Beneficial effects of N,N,N-trimethylsphingosine following ischemia and reperfusion in the isolated perfused rat heart.

Ischemia followed by reperfusion in the presence of polymorphonuclear leukocytes (PMNs) results in cardiac contractile dysfunction as well as myocardial injury. These deleterious effects are due in large part to endothelial dysfunction leading to an upregulation of cell adhesion molecules and subsequent neutrophil-induced cardiac injury. At physiologically relevant concentrations, N,N,N-trimethylsphingosine (TMS), a synthetic N-methylated sphingosine derivative, has been shown to attenuate leukocyte-endothelial cell interactions.
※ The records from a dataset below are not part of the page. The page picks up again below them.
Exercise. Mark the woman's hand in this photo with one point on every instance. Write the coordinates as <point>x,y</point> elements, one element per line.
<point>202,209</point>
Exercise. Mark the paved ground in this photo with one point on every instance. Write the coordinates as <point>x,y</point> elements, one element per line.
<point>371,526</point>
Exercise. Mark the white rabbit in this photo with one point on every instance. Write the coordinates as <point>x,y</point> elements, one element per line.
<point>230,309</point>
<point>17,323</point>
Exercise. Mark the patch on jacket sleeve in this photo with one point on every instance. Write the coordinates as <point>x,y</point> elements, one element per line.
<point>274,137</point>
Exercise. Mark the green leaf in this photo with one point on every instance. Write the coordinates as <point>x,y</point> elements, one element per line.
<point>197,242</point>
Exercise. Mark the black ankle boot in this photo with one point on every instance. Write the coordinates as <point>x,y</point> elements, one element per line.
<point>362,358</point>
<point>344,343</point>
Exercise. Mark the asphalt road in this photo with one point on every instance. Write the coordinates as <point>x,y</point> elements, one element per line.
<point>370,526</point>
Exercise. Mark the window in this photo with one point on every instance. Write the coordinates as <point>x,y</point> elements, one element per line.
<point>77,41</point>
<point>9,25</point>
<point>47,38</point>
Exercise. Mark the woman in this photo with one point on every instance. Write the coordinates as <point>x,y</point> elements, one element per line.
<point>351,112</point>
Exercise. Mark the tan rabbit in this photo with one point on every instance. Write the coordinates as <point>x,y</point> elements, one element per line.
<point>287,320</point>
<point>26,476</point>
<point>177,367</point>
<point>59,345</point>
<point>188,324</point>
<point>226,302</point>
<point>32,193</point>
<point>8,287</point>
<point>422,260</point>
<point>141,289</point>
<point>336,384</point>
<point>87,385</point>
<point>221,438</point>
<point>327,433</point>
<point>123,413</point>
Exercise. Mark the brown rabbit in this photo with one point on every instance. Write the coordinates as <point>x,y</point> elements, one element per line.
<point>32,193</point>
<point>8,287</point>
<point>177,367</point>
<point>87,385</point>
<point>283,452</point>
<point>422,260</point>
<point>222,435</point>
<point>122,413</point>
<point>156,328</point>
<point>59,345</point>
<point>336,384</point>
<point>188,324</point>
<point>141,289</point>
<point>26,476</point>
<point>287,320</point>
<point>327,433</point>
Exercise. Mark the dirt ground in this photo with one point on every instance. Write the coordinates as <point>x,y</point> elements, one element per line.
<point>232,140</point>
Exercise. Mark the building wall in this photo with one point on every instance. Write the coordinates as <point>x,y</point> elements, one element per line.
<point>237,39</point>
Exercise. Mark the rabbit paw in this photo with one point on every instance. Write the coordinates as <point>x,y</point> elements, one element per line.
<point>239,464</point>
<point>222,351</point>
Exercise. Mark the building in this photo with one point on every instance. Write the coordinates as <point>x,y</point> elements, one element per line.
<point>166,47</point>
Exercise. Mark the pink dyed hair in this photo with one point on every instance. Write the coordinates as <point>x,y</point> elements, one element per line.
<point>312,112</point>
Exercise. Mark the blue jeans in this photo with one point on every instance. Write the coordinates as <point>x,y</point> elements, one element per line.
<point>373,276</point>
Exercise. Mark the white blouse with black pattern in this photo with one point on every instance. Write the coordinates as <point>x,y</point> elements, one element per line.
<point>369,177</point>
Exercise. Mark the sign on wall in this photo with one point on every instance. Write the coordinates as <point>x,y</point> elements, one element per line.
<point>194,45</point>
We wanted to test the effects of TMS on neutrophil-mediated cardiac dysfunction in ischemia/reperfusion. This study examines the effects of TMS in a neutrophil-dependent isolated perfused rat heart model of ischemia (I) (20 min) and reperfusion (R) (45 min) injury. Administration of TMS (20 micrograms/kg) to I/R hearts perfused with PMNs improved coronary flow and preserved left ventricular developed pressure as an index of cardiac contractile function (95 +/- 5%) in comparison to those I/R hearts receiving only vehicle (60 +/- 7%) (P < 0.001). In addition, TMS significantly reduced PMN accumulation in the ischemic myocardium, as evidenced by an attenuation in cardiac myeloperoxidase activity from 1.12 +/- 0.04 in untreated hearts to 0.01 +/- 0.02 in treated hearts (P < 0.001). However, TMS did not directly stimulate nitric oxide (NO) release from rat vascular endothelium. These results provide evidence that TMS is a potent and effective cardioprotective agent that inhibits leukocyte-endothelial cell interactions and preserves cardiac contractile function and coronary perfusion following myocardial ischemia and reperfusion.